For his part, de Blasio believes tourism will be fine even if the tax rate returns to 5.8 percent, and he supports reinstating the higher rate, according to news reports.

Then there’s the city’s real estate transfer tax, which sellers pay and which flows mostly back to the city. It currently tops out at about 1.4 percent for sales over $500,000.

De Blasio might consider creating a new rate for luxury homes that sell for more than $5 million, for example, in line with the state’s mansion tax, sources say. The new mayor has not raised this idea publicly, however, and it is another reordering that would require a green light from the state legislature.

Some have suggested removing exemptions to the city’s commercial rent tax, which a tenant pays for office space. The tax, which drums up about $680 million a year, according to the IBO, is around 4 percent of an annual lease.

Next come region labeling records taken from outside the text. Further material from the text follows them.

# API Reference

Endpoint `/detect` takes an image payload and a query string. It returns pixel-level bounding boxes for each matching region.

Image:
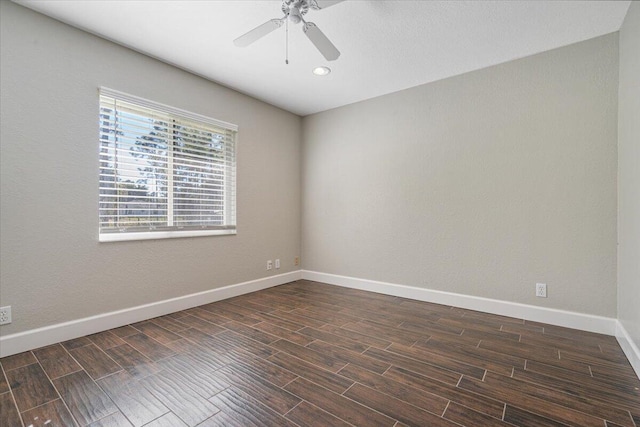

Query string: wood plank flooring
[0,280,640,427]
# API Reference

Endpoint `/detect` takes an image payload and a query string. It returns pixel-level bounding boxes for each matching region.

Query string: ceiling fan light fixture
[313,66,331,76]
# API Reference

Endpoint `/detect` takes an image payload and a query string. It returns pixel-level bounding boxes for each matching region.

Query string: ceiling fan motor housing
[282,0,309,24]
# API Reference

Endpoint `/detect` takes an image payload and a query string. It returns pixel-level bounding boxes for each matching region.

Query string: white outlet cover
[536,283,547,298]
[0,305,11,325]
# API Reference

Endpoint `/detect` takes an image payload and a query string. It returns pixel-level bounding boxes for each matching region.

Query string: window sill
[98,230,237,242]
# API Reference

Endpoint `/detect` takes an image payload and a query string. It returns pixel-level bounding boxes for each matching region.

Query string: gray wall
[302,34,616,317]
[0,1,301,335]
[618,2,640,348]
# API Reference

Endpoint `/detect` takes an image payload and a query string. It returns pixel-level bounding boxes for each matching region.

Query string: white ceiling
[16,0,630,116]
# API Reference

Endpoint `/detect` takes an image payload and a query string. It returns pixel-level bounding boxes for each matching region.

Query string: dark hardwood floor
[0,281,640,427]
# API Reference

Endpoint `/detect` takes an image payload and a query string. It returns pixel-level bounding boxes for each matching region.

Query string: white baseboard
[302,270,618,335]
[0,270,302,357]
[616,320,640,378]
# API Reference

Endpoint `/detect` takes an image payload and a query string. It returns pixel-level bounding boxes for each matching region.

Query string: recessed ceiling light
[313,67,331,76]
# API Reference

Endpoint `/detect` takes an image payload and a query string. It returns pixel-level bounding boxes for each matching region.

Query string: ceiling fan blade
[233,18,285,47]
[309,0,344,10]
[302,22,340,61]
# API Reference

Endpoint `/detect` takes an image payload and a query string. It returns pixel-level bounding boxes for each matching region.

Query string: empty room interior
[0,0,640,427]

Under current rules, tenants with rents of less than $250,000 a year, along with those based north of 96th Street or in the Financial District, are exempt.

“It bothers the heck out of some tenants, especially when they come from another city and are not used to it,” said Arthur J. Mirante II, the president of the tri-state region for commercial brokerage Avison Young.

If it pays to keep the streets clean and funds other services, the rent tax, in its current form, should be retained, Mirante said, adding, “$680 million is a pretty staggering amount or money. I don’t think there’s any chance in hell you can tinker with that.”

Any move to remove the exemptions or raise the rate would also require approval from Albany.

Sources also pointed to rental building taxes — the ones that effect co-ops and condos — as ripe for reform, though de Blasio has not even hinted that he will take up the issue. Rentals are taxed in the same steep category as condos and co-ops, a cost landlords say they often shoulder themselves, rather than pass along to tenants.

“It’s basically an unfair system to rental owners,” said Gary Jacob, an executive vice president with developer and landlord Glenwood Management Corp.

And it’s gotten worse over time, between increases to the tax rate and the boost in assessments, he said. More than 30 percent of Glenwood’s rent rolls are taxed today, up from 20 percent three decades ago, Jacob said. “No other city has a burden anywhere near that,” he added.

De Blasio might simply focus on making the city’s property tax code easier to understand.

“New York’s property taxes are without a doubt some of the most complex, opaque property taxes of any major jurisdiction,” Sweeting said. “There’s room for improvement.”